Insights | March 30, 2023

AAA CMBS: Loss-remote, liquid, and cheaper than IG

10-Year AAA CMBS Spread vs. IG Corporate Bond OAS

GMO_AAA CMBS - Loss-remote liquid and cheaper than IG_3-23_exhibit 1.JPG

Source: JP Data Query, Bloomberg
Chart shows 10-year new issue AAA CMBS spread to Treasuries versus the option-adjusted spread of the Bloomberg Investment Grade Corporate Bond Index.

Fixed income spreads have widened across sectors over the past few months. With a looming recession and continued inflationary concerns, our preference is to own assets that can withstand credit shocks and compensate well for the downside risks assumed. In this context, we believe structured credit is a compelling alternative to corporate credit, offering ample spread relative to the underlying risks.

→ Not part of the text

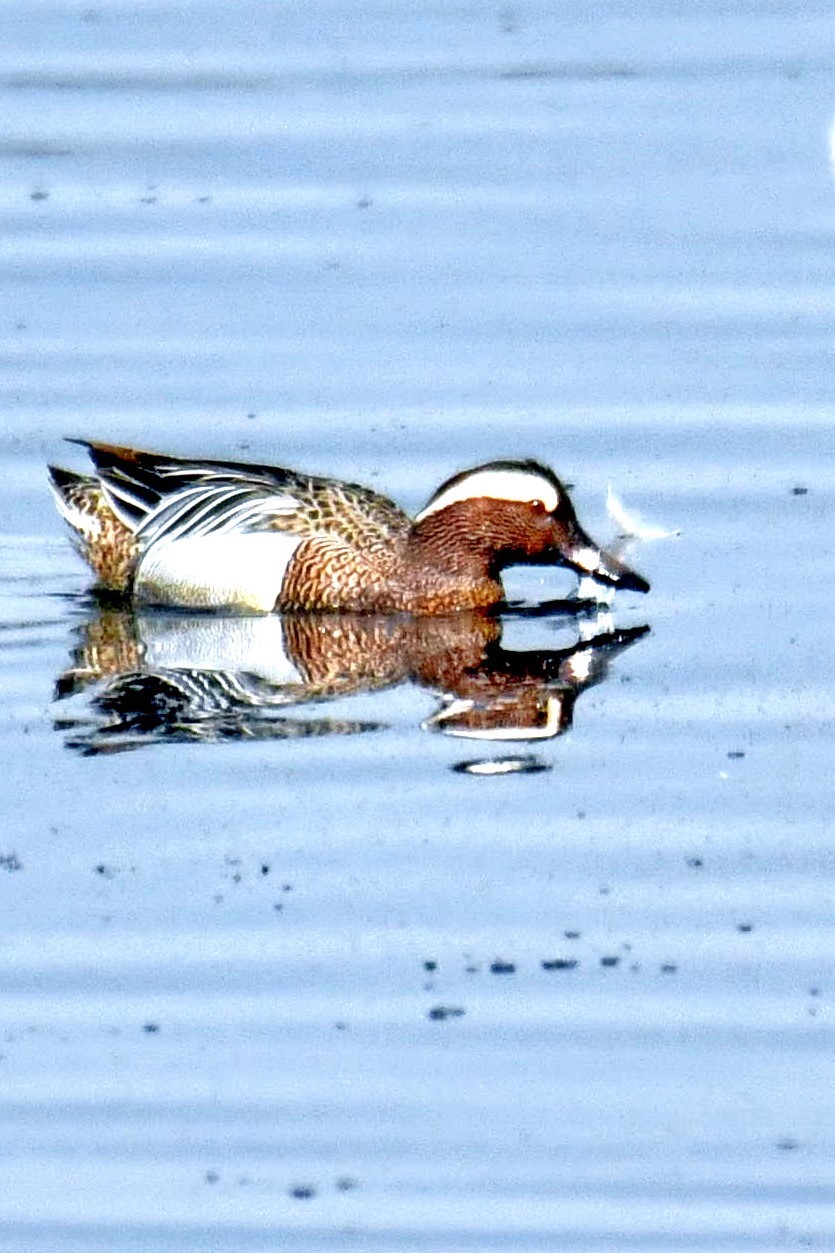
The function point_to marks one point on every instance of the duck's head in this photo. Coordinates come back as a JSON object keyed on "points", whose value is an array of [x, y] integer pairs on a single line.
{"points": [[517, 513]]}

  • CMBS spreads, for example, are currently the cheapest they’ve ever been relative to comparable corporate bonds, presenting a rich, value-driven opportunity in the sector.
  • Headwinds, such as tighter credit conditions and inflationary pressures in the form of higher property and financing expenses, do exist. As do secular challenges, such as the proliferation of work-from-home practices, that have negative valuation effects.
  • But we believe current spreads at AAA levels more than compensate investors for these risks.
  • AAA CMBS is a liquid, loss-remote sector that has historically traded inside IG corporates. Amid the negative narrative surrounding commercial real estate and potentially limited credit availability, however, they now offer 30 bps more in spread.
  • The spread on these senior claims now rivals what lenders have been paid for making mortgage loans, which are a form of illiquid non-diversified risk with no loss protection.
  • AAA CMBS also have features that we believe help to mitigate the risk of principal loss or extension:
    • They have 30% credit support, a loss level that has never been breached, not even during the GFC.
    • Among the most aggressively underwritten pre-GFC vintages, losses only reached 11.17%, implying a coverage ratio of 2.7x. This coverage ratio should keep these bonds safe from nearly any ratings downgrade.
    • As new 10-year loans, these bonds do not need capital markets to be open in the near to medium term, shielding them from refinancing risk.
  • Structured credit is an inherently fragmented and inefficient market, as this CMBS opportunity illustrates. This ability to obtain high spread with much lower risk relative to other credit assets is what we think makes structured credit a vital tool in a fixed income portfolio.
  • GMO’s Opportunistic Income Strategy, which follows an unconstrained, value-driven approach to investing in structured credit, has meaningfully increased exposure to AAA CMBS in recent months.